(Current Challenges and Updates in Pharmacy Education and Research)

Design, synthesis and, biological evaluation of PF-543 analogs as a Two Pore Channel Blockers

Not scheduled

20m

كلية الصيدلة

Live presentation Conference Track Three

Speaker

ALI HAMZAH (PhD candidate, university of Toledo, department of medicinal and biological chemistry)

Description

ABSTRACT
Two-pore channels (TPCs) are Ca2+-permeable endolysosomal ion channels responsible for calcium release from acidic stores in response to the second messenger nicotinic acid adenine dinucleotide phosphate (NAADP). Recently, TPCs have emerged as a promising drug target. Although the pharmacology of TPCs a still in its infancy level and the mechanism of their activation by ligands is unclear, still, TPCs are involved in severe human diseases such as viral translocation, bacterial infections, and cancers.
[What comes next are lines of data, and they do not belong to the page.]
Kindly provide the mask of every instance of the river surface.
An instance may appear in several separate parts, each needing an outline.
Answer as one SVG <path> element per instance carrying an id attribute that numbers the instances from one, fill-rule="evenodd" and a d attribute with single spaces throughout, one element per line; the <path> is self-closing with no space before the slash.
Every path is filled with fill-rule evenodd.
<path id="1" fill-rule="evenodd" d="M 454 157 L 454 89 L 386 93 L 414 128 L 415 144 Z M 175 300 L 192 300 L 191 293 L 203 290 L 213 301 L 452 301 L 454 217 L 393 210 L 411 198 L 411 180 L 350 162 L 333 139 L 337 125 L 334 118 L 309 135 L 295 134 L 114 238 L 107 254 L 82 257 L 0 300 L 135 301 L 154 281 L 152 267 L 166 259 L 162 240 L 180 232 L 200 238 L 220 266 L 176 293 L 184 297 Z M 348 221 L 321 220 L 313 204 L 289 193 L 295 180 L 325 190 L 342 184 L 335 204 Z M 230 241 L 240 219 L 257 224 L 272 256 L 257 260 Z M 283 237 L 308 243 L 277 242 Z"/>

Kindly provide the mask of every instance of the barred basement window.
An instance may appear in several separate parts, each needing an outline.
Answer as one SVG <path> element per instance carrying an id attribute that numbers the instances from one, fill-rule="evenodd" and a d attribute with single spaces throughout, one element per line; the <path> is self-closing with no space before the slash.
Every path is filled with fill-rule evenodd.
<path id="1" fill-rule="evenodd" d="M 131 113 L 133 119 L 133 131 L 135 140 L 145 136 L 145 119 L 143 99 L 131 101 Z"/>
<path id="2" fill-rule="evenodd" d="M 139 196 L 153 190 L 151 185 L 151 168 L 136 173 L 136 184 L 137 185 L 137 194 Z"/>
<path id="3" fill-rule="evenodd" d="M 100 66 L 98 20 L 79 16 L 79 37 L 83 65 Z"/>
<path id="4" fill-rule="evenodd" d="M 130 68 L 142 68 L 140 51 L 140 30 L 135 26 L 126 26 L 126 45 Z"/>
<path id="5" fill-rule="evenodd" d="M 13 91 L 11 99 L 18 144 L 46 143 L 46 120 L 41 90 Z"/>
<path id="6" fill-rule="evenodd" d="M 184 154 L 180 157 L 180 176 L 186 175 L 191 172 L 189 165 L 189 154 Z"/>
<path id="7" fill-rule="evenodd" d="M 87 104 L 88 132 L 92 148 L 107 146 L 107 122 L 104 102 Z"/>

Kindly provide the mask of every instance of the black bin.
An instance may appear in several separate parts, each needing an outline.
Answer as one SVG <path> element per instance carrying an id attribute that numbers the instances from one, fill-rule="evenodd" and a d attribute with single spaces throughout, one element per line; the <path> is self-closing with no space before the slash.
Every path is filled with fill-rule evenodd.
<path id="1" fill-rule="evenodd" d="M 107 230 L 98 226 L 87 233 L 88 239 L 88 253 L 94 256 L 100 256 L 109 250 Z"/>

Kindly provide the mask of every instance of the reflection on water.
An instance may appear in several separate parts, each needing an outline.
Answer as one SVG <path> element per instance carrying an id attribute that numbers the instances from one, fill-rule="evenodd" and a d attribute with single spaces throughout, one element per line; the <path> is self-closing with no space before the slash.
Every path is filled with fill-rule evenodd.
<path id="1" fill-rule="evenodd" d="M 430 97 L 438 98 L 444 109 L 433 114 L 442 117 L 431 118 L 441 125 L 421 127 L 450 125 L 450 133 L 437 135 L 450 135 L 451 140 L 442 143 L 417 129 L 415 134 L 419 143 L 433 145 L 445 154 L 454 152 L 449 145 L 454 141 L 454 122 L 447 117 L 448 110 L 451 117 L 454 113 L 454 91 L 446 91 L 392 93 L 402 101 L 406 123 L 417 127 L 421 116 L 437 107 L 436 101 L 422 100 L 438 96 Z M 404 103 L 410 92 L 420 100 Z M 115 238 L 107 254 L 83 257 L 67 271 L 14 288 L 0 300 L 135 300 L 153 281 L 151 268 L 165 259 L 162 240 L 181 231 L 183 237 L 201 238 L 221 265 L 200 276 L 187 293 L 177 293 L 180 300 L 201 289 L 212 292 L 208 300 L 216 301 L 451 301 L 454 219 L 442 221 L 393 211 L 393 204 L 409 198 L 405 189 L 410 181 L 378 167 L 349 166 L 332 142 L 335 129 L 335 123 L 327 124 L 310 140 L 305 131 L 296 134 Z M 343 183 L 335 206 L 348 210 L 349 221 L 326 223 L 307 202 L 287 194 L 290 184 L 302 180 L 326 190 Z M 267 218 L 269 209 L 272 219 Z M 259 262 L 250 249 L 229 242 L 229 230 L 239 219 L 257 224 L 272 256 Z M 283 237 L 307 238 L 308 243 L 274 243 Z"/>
To date, no approved drug targets them, increasing the urgent need to develop specific membrane-permeable molecules to block the NAADP-mediated calcium signaling via two-pore channels.
Recently published work in (Cell Calcium 75 (2018) 42-52) screened 1534 compounds for their ability to abolish NAADP mediated Ca2+release in sea urchin egg homogenates and cultured human cells. PF543, racecadotril, and SKF96365 were the top three ranked compounds that emerged from the screen. We propose synthesizing PF-543 analogs by introducing different chemical moieties in their structure to produce a specific TPC-blocker. We will use sea urchin egg homogenates to evaluate the potency of the TPC blocker and subsequent human cultured cells to validate the NAADP-evoked Ca2+release.
The known enzymatic inhibitory activity against sphingosine kinase and the abundance of information regarding the crystal structure of PF-543 at the enzyme active site are the reasons to choose PF-543 as a starting lead. PF-543 chemical structure contains three aromatic rings and hydroxymethyl pyrrolidine linked together using sulfoxide methylene linker and oxymethylene linker. We will explore the effects of different substituents in each ring and investigate the impact on NAADP- mediated calcium release to collect excellent structural activity relationship information for designing selective TPC antagonists.